Of course, Netanyahu and the rest of his allies will continue
Pressure on potential defectors of the new coalition, as they have been doing for weeks. but the edge oral misuse
— in protests online and outside politicians’ homes — together prudent temptation
The wavering members of the new government are unlikely to move on. And so far, at least, it seems to have failed.
It looks like Netanyahu, unless he convinces a surprise defector, will step down next week peacefully but without grace. A second populist leader forced to step down after a difficult election (in Israel’s case, followed by four consecutive elections) within six months should be instructive.
What the current wave of populist leaders around the world share is their populist rhetoric of “we” – “people” versus “establishment” – “elite traitors” and their “foreign” supporters. They also share an innate ability to identify phobias and resentment of their base, and are adept at provoking them—creating an angry alliance of fear, loss of privilege, and disenfranchisement.
Beyond that, though, every populist is different.
Unlike Trump, Netanyahu is both a professional politician and an intellectual. In this way he managed to make a political comeback – despite earlier shocks
and losing his career, defying predictions of pundits
and elections, and eventually became Israel’s longest-serving prime minister.
In this way he succeeded in changing a diplomatic paradigm – the belief that Israel would never be able to enjoy economic prosperity and have strong ties with countries in the region and around the world, if it decided to resolve its conflict with the Palestinians. Necessary concessions were not given. , proved to be false. Israel’s economy has grown and, with the help of the Trump administration, Netanyahu made peace
With many Arab and Muslim neighbors.
For Netanyahu, populism is just a tool used for electoral purposes. However, there is a sophisticated and well thought-out strategy behind it.
But his strategy to hold on to power ultimately failed, as did Trump’s populism, because it did not take into account the resilience of Israel’s democracy-defending institutions – the legal establishment, the media and the electoral system. He tried to destroy each of these and was only partially successful.
Netanyahu appears to have gotten away with it by appointing a friendly attorney general and a convenient national police commissioner. investigation and prosecution
. But in both cases, his professionalism – and that of his teams – won out. His alleged corruption came to the fore. Netanyahu despite still in office Is charged
and is on trial for charges of bribery, fraud and breach of trust. (He has pleaded not guilty to all charges.)
He allegedly tried
To bully both journalists and their publishers. He encouraged
Assistant tycoons, like the late Sheldon Adelson, set up their own newspapers and stations in the hope of taking important new organizations out of business. Some of the media sold out, but enough persisted to provide the public with a complete picture of events.

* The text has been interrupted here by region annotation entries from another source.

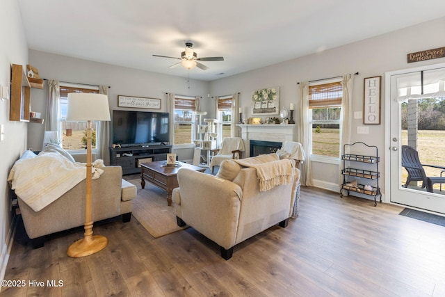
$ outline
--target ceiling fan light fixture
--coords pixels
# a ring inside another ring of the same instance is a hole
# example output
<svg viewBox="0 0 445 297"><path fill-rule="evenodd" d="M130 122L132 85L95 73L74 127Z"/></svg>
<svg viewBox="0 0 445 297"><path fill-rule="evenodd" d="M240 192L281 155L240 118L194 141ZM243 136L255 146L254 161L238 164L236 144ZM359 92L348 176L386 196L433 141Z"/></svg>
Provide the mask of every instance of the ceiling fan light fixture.
<svg viewBox="0 0 445 297"><path fill-rule="evenodd" d="M193 69L196 66L196 61L193 60L184 60L181 64L188 70Z"/></svg>
<svg viewBox="0 0 445 297"><path fill-rule="evenodd" d="M186 58L191 60L193 58L194 54L195 55L195 51L193 51L193 49L191 47L186 47L186 54L184 55Z"/></svg>

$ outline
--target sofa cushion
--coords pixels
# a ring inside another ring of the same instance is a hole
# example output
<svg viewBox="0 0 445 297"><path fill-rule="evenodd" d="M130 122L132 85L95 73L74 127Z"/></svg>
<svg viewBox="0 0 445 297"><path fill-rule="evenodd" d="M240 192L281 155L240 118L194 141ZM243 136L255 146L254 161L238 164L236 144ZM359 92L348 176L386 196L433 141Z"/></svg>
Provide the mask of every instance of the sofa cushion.
<svg viewBox="0 0 445 297"><path fill-rule="evenodd" d="M37 155L34 153L34 152L28 150L23 153L20 159L32 159L35 158L36 156Z"/></svg>
<svg viewBox="0 0 445 297"><path fill-rule="evenodd" d="M248 159L250 160L250 162L256 164L280 160L280 157L276 154L260 154ZM243 167L236 163L236 161L224 160L220 166L220 170L216 174L216 176L233 182L242 168Z"/></svg>
<svg viewBox="0 0 445 297"><path fill-rule="evenodd" d="M122 201L131 200L134 198L136 198L138 190L135 185L122 179L122 193L121 200Z"/></svg>
<svg viewBox="0 0 445 297"><path fill-rule="evenodd" d="M252 156L249 159L249 163L253 164L261 164L261 163L272 162L273 161L280 160L280 156L277 154L259 154L257 156Z"/></svg>
<svg viewBox="0 0 445 297"><path fill-rule="evenodd" d="M63 150L58 145L55 145L52 143L48 144L47 145L46 147L44 147L44 148L42 150L42 152L39 153L39 154L44 154L46 152L57 152L61 154L62 156L65 156L66 159L71 161L73 163L75 162L74 159L72 157L72 156L68 152Z"/></svg>
<svg viewBox="0 0 445 297"><path fill-rule="evenodd" d="M220 165L220 170L216 176L233 182L241 170L241 166L233 160L224 160Z"/></svg>

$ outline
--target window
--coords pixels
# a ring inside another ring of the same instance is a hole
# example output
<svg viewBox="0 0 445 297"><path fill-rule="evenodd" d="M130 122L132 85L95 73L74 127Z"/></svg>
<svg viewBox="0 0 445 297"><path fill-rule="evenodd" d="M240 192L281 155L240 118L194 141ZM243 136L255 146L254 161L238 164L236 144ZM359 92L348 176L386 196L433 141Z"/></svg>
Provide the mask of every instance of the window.
<svg viewBox="0 0 445 297"><path fill-rule="evenodd" d="M193 143L195 122L195 98L175 98L175 144Z"/></svg>
<svg viewBox="0 0 445 297"><path fill-rule="evenodd" d="M62 135L62 147L70 152L75 152L76 150L81 150L82 152L86 148L86 122L72 122L67 121L67 106L68 104L69 93L99 93L98 88L91 89L88 86L84 88L72 87L64 86L60 83L60 129ZM92 150L94 152L97 152L96 149L97 144L97 133L98 123L92 122Z"/></svg>
<svg viewBox="0 0 445 297"><path fill-rule="evenodd" d="M340 81L309 86L309 135L313 155L339 157L342 97Z"/></svg>
<svg viewBox="0 0 445 297"><path fill-rule="evenodd" d="M232 129L232 97L220 98L218 100L218 113L220 125L220 143L225 137L230 137ZM219 136L219 135L218 135Z"/></svg>

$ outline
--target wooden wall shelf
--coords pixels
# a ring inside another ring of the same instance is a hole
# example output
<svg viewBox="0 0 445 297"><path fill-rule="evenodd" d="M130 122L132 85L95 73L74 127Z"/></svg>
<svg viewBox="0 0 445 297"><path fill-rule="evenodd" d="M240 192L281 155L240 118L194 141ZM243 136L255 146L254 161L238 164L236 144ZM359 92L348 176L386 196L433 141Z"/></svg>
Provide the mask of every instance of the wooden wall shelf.
<svg viewBox="0 0 445 297"><path fill-rule="evenodd" d="M30 95L31 85L23 70L23 66L13 64L10 120L29 121Z"/></svg>

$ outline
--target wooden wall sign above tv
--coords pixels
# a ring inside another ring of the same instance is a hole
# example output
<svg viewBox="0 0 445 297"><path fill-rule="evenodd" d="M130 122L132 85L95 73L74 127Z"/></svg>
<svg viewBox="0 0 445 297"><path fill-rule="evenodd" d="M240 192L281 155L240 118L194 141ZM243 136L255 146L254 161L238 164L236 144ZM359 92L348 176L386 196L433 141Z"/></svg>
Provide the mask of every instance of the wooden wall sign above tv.
<svg viewBox="0 0 445 297"><path fill-rule="evenodd" d="M161 99L143 97L118 96L119 107L135 107L137 109L161 109Z"/></svg>
<svg viewBox="0 0 445 297"><path fill-rule="evenodd" d="M420 62L444 57L445 57L445 47L408 54L408 63Z"/></svg>

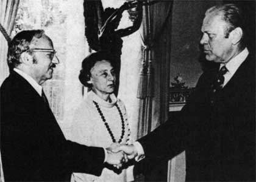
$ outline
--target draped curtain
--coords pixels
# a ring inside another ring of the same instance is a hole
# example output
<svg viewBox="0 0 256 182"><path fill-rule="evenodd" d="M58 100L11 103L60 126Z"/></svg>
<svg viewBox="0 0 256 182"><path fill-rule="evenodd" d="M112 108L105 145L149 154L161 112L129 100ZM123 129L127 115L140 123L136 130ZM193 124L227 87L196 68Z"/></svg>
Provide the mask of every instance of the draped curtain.
<svg viewBox="0 0 256 182"><path fill-rule="evenodd" d="M1 0L0 23L10 35L13 28L19 0ZM0 85L8 76L9 67L7 63L7 42L2 33L0 33Z"/></svg>
<svg viewBox="0 0 256 182"><path fill-rule="evenodd" d="M168 115L168 93L172 1L148 1L143 7L143 60L137 98L140 99L138 137L165 122Z"/></svg>

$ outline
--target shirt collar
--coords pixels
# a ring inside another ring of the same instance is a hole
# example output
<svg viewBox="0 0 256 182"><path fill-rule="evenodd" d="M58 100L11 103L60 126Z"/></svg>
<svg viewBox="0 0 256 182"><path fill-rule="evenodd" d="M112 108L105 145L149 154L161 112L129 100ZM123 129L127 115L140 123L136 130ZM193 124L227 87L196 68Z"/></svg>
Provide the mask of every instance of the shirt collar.
<svg viewBox="0 0 256 182"><path fill-rule="evenodd" d="M42 95L42 89L43 87L40 84L38 84L33 78L26 73L25 72L21 71L20 69L14 68L13 70L16 72L18 74L23 77L27 82L33 87L33 88L38 93L40 96Z"/></svg>
<svg viewBox="0 0 256 182"><path fill-rule="evenodd" d="M117 98L114 93L110 95L111 99L111 103L107 102L100 98L97 94L96 94L93 90L90 91L87 95L88 98L98 103L100 106L105 107L112 107L117 102Z"/></svg>
<svg viewBox="0 0 256 182"><path fill-rule="evenodd" d="M248 56L249 51L246 47L241 52L238 54L235 58L230 59L226 65L221 64L220 68L223 66L226 66L229 72L232 74L235 74L240 65L244 62Z"/></svg>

And they tried to defame the electoral system, claiming that
That it was rife with fraud perpetrated by Arab citizens, but elections continued transparently and with high public confidence in their results. It eventually gained a majority that not only prevented Netanyahu from forming his new government, but was able to work together to replace him.
In Israel and the US, institutions have endured, toppled populist leaders and helped lead to their downfall. But the resilience of these institutions is not to be taken lightly – they need to be strengthened now that the threat is averted, perhaps only temporarily.